The days of exploration risk are over; this is no longer frontier pioneering—it is factory-scale extraction. Treating Exxon as a fragile risk-taker now is like treating a casino as a charity.
Fairness evolves. Contracts evolve. Only colonies stay frozen in time.
To tether the concept of fairness to rapid cost recovery is to redefine equity so that it always favors the extractor. It’s the theology of resource dependency rewritten in corporate prose: bless the pipeline, and pray for patience.
Then there’s the third motive—to discipline ambition itself.
Oil awakens expectation. People see tankers load and coffers swell and rightly ask: where are the roads, hospitals, wages, schools? Exxon’s gospel response is a sermon in delay. “The big money comes after cost recovery,” they chant, turning hunger into virtue and postponement into policy. It’s a formula for national sedation.
An administration lulled by this lullaby won’t dare test temporary windfall levies, won’t audit cost claims with sharp teeth, and won’t reopen the most lopsided contract in the hemisphere. And Exxon will smile—two victories secured: silence from politicians and patience from the people.
So, we must ask: is this prudence—or pre-emptive surrender?
For Exxon, prudence is profit security. For a sovereign state, prudence is the ability to adapt, to protect its people from the volatility of markets and the predations of multinationals. True prudence means building mechanisms—a time-bound, price-linked windfall tax among them—to ensure that extraordinary profits from Guyana’s patrimony don’t vanish offshore before the tide turns.
Yet bewitched by Exxon’s hymn of “don’t rock the boat,” the government risks institutionalizing submission. It becomes a willing custodian of someone else’s fortune. Rejecting the debate while oil prices tower isn’t prudence—it’s capitulation dressed in civility.
That is the real sting hiding inside Routledge’s cheerful press release. His talk of acceleration is not celebration—it’s choreography. A softly spoken campaign to brand fiscal justice as recklessness, and any attempt at sovereignty as “anti-investment.”

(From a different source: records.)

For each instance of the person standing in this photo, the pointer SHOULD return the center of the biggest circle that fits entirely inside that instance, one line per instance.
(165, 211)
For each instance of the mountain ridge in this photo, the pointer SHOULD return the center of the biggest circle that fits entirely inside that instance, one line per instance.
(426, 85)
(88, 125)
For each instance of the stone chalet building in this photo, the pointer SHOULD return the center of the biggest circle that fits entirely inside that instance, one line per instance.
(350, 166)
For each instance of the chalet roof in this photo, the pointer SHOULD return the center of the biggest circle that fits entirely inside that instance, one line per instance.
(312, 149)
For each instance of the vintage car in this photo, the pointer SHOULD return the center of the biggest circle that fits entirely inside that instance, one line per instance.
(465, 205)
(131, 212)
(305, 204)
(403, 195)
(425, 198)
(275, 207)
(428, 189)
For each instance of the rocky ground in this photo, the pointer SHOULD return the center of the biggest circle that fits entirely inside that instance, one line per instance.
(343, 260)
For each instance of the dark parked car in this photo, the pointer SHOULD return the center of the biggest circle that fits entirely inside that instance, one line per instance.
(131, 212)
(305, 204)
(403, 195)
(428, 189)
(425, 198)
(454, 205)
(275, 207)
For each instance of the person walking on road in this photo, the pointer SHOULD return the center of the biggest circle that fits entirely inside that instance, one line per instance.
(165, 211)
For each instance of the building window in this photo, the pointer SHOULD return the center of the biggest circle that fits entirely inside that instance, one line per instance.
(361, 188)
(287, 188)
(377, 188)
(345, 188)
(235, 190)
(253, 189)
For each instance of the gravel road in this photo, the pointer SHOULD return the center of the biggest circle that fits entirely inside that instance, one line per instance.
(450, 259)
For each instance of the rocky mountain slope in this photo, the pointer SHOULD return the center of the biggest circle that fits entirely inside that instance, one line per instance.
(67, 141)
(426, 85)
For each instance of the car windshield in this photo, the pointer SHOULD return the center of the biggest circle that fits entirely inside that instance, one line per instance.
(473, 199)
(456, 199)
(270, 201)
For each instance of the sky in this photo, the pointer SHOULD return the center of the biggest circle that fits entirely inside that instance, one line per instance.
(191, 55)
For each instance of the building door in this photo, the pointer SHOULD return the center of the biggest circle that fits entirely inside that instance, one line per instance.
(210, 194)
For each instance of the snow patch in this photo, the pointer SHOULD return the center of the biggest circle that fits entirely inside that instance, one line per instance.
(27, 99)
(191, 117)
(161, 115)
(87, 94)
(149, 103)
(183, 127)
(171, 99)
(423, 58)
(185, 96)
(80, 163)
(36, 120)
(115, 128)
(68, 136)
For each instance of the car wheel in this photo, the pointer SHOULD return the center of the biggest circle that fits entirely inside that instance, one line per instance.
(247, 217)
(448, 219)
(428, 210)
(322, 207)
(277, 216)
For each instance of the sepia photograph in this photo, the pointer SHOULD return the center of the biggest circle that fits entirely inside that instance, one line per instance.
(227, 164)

So, let’s strip away the euphemisms.
Why the rush to clear Exxon’s billions, but the crawl to deliver citizens’ basics? Why should the richest oil company in the world decide when a poor country can tax its own wealth? Why are tools like windfall taxes—routine in London, Ottawa, and Oslo—suddenly taboo in Georgetown?
Routledge’s song of acceleration is a siren’s tune. It calls Guyana closer to the reef of dependency, dressed as triumph. The real question is whether we will dance to it—or break the spell and demand our share of this fleeting abundance before it’s siphoned away under the banner of “partnership.”
Because this moment, this price surge, this dizzying windfall—that is our window, not Exxon’s.
The salvo has been fired.
Now, Guyana must decide whether to stand and salute—or to return fire.